Iraqi Kurdish politician

Hikmat Muhammad Karim (born 20 August 1954, Khanaqin), known as Mala Bakhtiyar or Mala Bakhtiar (مه‌لا به‌ختیار, Mala Baxtiyar), is a prominent political leader and senior Iraqi Kurdish politician. He is a commander and general of the Kurdish PUK Peshmerga forces and is considered one of the most powerful people in Iraq. Mala Bakhtiar previously served as the chief of the Executive Bureau of the Patriotic Union of Kurdistan. Currently, he is the joint leader of the Supreme Political Council of the Patriotic Union of Kurdistan (PUK), alongside Kosrat Rasul Ali.

In 1986, Bakhtiyar left the Patriotic Union of Kurdistan to establish his own party, called Alayî Şoriş (Banner of Revolution). However, in 1990, the party merged with the Kurdistan Toilers' Party.
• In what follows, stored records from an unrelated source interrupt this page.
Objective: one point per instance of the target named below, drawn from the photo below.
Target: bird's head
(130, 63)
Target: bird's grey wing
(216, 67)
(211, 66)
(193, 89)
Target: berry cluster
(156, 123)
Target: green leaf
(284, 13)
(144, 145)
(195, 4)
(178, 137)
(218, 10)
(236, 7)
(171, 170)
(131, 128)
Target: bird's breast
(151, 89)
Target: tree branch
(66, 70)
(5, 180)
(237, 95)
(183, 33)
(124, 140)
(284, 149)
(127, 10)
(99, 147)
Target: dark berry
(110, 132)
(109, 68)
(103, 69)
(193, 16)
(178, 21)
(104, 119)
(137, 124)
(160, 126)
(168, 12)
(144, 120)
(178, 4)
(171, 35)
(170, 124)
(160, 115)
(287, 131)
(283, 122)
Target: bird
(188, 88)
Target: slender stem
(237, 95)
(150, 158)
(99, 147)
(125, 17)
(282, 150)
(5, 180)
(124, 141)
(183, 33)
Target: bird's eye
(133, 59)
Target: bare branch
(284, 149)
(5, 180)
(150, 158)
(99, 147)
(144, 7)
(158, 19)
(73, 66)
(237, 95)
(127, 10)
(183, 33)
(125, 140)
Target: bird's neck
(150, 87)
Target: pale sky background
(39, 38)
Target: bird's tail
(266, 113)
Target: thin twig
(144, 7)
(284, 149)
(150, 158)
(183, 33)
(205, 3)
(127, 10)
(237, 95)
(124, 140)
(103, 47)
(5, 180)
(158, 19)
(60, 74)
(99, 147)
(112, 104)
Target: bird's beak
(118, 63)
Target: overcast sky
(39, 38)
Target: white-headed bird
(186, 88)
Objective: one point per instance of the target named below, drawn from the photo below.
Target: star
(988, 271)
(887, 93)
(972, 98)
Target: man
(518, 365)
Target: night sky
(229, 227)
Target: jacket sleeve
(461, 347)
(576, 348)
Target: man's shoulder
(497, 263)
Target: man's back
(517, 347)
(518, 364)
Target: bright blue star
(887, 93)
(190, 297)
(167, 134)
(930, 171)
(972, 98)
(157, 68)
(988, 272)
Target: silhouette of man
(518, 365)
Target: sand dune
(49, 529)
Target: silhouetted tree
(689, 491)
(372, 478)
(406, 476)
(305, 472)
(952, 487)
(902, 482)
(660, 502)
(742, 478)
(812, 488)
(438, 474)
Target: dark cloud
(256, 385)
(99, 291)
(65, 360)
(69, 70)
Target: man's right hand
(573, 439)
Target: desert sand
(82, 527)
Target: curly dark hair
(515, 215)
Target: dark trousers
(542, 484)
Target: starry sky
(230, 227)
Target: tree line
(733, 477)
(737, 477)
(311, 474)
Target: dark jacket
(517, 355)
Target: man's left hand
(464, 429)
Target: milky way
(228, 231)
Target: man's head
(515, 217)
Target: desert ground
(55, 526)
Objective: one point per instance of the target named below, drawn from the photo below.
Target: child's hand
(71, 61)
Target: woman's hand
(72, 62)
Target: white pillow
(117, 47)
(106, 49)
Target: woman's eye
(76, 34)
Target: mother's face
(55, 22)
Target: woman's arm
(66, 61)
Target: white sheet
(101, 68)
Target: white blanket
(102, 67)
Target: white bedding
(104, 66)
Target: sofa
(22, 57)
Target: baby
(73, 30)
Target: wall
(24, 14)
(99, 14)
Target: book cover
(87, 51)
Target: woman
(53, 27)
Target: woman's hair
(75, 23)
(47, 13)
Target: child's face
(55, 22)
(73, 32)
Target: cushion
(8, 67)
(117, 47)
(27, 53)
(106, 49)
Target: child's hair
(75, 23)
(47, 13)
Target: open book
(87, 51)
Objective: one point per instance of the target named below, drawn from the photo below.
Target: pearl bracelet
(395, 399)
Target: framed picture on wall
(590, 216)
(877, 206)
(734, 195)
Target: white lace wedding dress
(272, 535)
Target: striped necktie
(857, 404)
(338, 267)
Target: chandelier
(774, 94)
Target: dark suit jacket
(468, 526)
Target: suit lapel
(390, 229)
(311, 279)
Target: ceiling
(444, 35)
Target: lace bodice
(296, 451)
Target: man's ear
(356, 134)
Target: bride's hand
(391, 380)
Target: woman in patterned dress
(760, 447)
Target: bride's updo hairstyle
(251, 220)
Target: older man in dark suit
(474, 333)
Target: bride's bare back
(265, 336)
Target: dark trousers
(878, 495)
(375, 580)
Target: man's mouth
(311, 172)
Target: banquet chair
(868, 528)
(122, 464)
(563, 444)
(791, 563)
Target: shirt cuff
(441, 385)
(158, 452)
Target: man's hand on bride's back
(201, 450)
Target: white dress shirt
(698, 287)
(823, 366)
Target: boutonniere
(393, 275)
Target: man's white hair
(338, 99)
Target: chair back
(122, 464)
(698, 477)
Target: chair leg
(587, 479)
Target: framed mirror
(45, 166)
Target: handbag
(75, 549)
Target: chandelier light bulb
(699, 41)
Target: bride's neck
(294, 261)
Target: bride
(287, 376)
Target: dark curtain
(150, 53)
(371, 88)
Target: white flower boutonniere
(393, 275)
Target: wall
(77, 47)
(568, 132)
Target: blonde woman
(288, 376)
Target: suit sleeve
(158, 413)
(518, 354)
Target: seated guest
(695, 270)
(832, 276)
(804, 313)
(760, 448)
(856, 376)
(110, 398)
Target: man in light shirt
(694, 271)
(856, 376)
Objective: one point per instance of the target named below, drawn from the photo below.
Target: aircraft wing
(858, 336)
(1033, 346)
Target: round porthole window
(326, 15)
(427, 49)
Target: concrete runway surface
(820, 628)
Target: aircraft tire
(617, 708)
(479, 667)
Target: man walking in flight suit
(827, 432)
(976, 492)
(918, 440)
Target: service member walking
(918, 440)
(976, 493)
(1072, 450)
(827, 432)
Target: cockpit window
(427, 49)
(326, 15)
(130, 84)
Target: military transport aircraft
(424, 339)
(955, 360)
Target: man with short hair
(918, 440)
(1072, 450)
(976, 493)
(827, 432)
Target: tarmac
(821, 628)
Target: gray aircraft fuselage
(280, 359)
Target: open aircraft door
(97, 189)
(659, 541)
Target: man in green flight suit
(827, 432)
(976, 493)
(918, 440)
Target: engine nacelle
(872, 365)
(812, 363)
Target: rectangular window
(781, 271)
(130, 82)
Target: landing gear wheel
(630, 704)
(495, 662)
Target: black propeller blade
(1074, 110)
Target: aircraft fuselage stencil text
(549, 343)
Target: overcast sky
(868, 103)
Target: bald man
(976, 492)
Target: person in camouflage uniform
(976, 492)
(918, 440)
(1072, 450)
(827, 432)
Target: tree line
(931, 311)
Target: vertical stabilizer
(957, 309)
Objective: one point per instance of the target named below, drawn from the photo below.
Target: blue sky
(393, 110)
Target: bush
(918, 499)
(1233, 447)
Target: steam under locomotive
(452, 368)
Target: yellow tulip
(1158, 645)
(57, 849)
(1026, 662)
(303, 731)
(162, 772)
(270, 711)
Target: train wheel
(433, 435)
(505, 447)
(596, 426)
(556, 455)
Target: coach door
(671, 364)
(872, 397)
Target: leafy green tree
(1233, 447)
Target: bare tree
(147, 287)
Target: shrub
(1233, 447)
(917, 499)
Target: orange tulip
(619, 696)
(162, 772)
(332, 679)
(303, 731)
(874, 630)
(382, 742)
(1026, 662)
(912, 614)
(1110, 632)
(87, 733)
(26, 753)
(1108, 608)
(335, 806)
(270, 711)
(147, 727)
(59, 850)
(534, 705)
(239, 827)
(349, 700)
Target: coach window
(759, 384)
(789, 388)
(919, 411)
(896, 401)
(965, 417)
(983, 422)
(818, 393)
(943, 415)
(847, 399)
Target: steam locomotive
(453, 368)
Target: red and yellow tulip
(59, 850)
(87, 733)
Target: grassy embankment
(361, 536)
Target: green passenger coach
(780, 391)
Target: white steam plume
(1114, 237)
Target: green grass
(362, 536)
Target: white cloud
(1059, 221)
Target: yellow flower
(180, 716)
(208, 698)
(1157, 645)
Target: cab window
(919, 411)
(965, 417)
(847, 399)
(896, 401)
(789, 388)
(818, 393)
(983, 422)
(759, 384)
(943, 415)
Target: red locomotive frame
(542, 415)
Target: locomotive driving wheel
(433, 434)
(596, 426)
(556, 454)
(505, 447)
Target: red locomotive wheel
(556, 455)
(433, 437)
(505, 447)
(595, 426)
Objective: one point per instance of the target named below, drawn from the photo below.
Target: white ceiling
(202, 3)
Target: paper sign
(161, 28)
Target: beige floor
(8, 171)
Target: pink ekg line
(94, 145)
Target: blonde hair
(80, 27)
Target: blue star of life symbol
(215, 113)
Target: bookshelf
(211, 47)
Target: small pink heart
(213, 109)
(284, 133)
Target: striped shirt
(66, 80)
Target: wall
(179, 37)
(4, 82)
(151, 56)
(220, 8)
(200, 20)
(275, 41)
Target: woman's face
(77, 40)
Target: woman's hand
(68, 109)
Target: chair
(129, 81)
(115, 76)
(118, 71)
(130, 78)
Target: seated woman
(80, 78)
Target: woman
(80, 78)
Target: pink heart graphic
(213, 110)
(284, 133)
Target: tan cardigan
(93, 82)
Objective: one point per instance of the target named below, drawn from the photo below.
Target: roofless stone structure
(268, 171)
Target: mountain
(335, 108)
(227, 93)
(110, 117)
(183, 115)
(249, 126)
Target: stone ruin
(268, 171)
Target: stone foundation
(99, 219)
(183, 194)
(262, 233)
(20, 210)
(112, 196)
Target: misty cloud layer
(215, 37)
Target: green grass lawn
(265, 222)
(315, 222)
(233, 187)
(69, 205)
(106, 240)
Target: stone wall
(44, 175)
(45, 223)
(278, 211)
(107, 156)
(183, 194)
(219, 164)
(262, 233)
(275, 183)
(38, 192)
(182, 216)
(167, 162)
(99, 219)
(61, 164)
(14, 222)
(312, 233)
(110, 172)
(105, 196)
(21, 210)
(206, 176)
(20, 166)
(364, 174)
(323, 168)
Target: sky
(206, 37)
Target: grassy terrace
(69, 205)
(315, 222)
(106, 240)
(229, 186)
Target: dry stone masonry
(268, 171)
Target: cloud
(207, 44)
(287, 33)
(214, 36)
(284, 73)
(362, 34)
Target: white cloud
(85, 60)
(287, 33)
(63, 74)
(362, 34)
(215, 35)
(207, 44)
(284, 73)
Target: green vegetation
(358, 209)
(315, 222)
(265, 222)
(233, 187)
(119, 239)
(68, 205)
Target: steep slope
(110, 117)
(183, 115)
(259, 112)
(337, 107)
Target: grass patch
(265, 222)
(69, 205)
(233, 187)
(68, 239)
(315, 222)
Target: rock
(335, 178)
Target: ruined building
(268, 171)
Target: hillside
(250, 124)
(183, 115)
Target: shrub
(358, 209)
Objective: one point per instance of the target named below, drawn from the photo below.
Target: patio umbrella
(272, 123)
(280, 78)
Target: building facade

Following the 1992 Kurdistan Region parliamentary election, Mala Bakhtiyar and most of the former Alayî Şorîş leadership left the party and rejoined the PUK. Upon his return, he became a member of the party's leadership council.

Mala Bakhtiar was awarded a medal for being the best national and intellectual figure of the middle east by the International Union of Economists and Managers in the European Union and was recognized as an international democratic figure in 2014. His power was on the rise after the PUK held its 4th congress on 19 December 2019, during which he was elected into the Supreme Political Council of the PUK. In November 2021, it was reported that he had been poisoned and was receiving treatment. On 13 November 2021, after receiving treatment in Berlin, Germany, he returned to Sulaimaniyah, Kurdistan, where he received a hero's welcome.

== Publications ==

- Kurdish Revolution and Modern Changes (1992)
- Becoming Rebellious to History (2nd ed., 1998)
- At service of Literature (1998)
- Democracy after Cold War (1999)
- Collection of Some Topics (1999)
- Democracy between Modernism and Post-modernism (2000)
- Rational Freedom and Civil Society (2001)
- Democracy and its Enemies (1st ed., 2006; 2nd ed., 2014)
- A Bunch of History of Kurdistan Toilers Party, or Komala (2012)
- Spiritual Totalitarianism and Duties of Modern Enlightenment, A Response to Secretary-General of Kurdistan Islamic Union's Report (2013)
- Anaka Discourse and Turning of Contemporary Kurdish Struggle (2013)
- A Group of Essays on the 38th anniversary of PUK
- Intersection of Democracy and Salafism (1st ed., 2014)
- Modern Political Roadmap in the Middle East (2014)
- Kurdistan Revolutions and Modern Changes (2015)
- Kurdistan, HDP and Turkey, Towards Which Political Harbor?
- ISIS, Expectations of its Emergence and Its Risks.